Kim jest Gina? Kto dostał patelnią w łeb? O tym napiszę więcej już niebawem, ale na razie muszę ogarnąć inflację, budowę, żyły i klasy energetyczne.
NAJTANIEJ KUPISZ KSIĄŻKĘ TUTAJ.
O książce „Patelnią w łeb”
Szukasz mocnych wrażeń? Uważaj, bo same cię znajdą. 35-letni Sasza prowadzi biuro podróży specjalizujące się w ekstremalnych wycieczkach. Najwyraźniej mało mu wrażeń, bo gdy jeden z jego klientów zostaje brutalnie zamordowany, ten postanawia wcielić się w postać detektywa. Sasza ma osobisty powód, by dowiedzieć się, jakie motywy kierowały mordercą, i nie spocznie, póki nie dopnie swego. A nie będzie to łatwe zadanie, gdyż głównymi podejrzanymi w jego prywatnym śledztwie są atrakcyjne kobiety z branży porno… Czy uda mu się oprzeć ich wdziękom i zakończyć swoją ambitną misję sukcesem?
O autorce Ginie Lewicz:
Od dziecka wiedziała, że chce pisać. Jako antropolog z wykształcenia lubi obserwować ludzi, zadawać im niełatwe pytania i badać ich reakcje.
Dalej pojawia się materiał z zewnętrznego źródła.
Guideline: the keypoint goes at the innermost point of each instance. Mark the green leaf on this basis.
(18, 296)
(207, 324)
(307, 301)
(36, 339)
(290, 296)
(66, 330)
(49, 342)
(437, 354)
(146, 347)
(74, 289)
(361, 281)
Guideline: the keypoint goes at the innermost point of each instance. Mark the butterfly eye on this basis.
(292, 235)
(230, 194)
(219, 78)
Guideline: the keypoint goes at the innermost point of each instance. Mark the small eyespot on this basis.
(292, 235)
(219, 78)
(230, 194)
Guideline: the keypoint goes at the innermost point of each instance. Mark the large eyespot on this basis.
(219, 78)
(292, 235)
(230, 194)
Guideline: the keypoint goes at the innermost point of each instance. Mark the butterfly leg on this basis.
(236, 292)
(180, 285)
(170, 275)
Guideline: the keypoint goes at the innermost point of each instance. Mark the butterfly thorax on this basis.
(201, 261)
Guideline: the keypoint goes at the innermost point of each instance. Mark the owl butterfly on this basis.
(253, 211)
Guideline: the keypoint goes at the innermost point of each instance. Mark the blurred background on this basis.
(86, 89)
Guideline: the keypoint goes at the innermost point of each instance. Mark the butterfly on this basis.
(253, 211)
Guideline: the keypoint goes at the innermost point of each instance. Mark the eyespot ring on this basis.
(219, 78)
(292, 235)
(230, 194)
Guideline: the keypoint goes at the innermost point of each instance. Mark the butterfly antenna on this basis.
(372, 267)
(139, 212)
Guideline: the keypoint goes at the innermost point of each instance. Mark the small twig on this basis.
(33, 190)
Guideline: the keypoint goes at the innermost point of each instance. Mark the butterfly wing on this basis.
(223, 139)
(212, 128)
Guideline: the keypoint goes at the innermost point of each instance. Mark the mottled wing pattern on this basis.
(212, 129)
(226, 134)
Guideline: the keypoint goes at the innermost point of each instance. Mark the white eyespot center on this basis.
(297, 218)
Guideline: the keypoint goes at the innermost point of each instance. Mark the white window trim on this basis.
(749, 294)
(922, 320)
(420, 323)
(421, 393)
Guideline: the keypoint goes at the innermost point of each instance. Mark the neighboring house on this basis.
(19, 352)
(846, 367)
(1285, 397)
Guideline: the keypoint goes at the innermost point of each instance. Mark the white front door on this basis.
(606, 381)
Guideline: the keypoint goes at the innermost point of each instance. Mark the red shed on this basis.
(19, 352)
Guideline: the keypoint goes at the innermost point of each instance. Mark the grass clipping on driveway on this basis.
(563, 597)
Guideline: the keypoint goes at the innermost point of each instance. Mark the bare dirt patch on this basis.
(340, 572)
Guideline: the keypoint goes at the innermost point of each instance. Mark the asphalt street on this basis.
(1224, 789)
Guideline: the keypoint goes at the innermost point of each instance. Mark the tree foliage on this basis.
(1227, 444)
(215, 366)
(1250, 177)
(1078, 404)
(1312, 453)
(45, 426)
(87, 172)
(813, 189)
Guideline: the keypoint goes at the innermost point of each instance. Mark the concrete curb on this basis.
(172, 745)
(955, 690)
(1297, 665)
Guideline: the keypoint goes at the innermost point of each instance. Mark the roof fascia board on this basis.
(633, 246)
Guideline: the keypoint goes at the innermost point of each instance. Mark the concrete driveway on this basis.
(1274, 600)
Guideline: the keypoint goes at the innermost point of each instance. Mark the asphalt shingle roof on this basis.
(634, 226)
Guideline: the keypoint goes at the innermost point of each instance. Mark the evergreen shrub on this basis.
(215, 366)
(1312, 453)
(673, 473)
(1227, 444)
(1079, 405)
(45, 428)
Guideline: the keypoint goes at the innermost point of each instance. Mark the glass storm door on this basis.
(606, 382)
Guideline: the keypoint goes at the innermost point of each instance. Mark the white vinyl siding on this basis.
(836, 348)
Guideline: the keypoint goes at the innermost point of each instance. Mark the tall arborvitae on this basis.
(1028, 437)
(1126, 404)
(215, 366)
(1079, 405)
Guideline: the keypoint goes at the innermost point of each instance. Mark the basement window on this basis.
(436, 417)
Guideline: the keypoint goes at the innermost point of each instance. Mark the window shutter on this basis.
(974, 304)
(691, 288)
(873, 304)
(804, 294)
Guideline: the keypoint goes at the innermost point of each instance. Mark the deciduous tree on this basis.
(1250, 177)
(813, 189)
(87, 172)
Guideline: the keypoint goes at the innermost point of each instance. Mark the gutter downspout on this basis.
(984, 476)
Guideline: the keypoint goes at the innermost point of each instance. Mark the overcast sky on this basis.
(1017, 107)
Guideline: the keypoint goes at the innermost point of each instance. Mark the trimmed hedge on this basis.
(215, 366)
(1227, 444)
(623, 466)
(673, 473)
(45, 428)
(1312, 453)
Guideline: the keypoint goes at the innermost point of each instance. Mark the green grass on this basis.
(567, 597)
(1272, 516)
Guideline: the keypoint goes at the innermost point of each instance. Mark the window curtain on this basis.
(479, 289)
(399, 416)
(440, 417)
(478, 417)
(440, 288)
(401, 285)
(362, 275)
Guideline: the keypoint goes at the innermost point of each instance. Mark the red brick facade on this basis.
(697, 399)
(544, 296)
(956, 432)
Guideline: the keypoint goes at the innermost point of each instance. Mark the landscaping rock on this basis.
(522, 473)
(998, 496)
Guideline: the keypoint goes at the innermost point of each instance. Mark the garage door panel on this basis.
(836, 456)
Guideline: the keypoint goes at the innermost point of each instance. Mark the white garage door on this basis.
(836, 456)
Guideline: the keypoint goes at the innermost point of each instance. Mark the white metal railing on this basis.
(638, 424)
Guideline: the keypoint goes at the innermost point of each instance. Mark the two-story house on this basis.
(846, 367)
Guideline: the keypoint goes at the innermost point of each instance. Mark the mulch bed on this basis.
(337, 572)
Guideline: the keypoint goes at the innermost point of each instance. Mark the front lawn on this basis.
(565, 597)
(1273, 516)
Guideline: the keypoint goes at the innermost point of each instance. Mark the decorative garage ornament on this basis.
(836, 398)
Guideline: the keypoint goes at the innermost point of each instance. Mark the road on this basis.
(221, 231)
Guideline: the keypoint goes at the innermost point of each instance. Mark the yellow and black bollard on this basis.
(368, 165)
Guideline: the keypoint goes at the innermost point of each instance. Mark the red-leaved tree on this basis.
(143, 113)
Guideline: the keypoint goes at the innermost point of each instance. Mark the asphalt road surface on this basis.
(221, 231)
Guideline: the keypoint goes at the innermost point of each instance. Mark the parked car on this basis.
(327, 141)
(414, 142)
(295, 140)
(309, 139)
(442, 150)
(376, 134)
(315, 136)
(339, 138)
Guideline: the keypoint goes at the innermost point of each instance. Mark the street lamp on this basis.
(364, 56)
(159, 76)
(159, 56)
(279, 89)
Jednak to zwłaszcza rodzina dostarcza jej inspiracji do tworzenia kolejnych utworów. To, co dla wielu jest groteską, dla niej codziennością, żartuje z powagą na twarzy. Ponieważ – jak mówi – jej życie to dramat, doskonale zna ten rodzaj literacki. Być może to sprawiło, że została półfinalistką Gdyńskiej Nagrody Dramaturgicznej 2013. Ukończyła także kurs szybkiego czytania, ale – jak utrzymuje – znacznie szybciej pisze, niż czyta.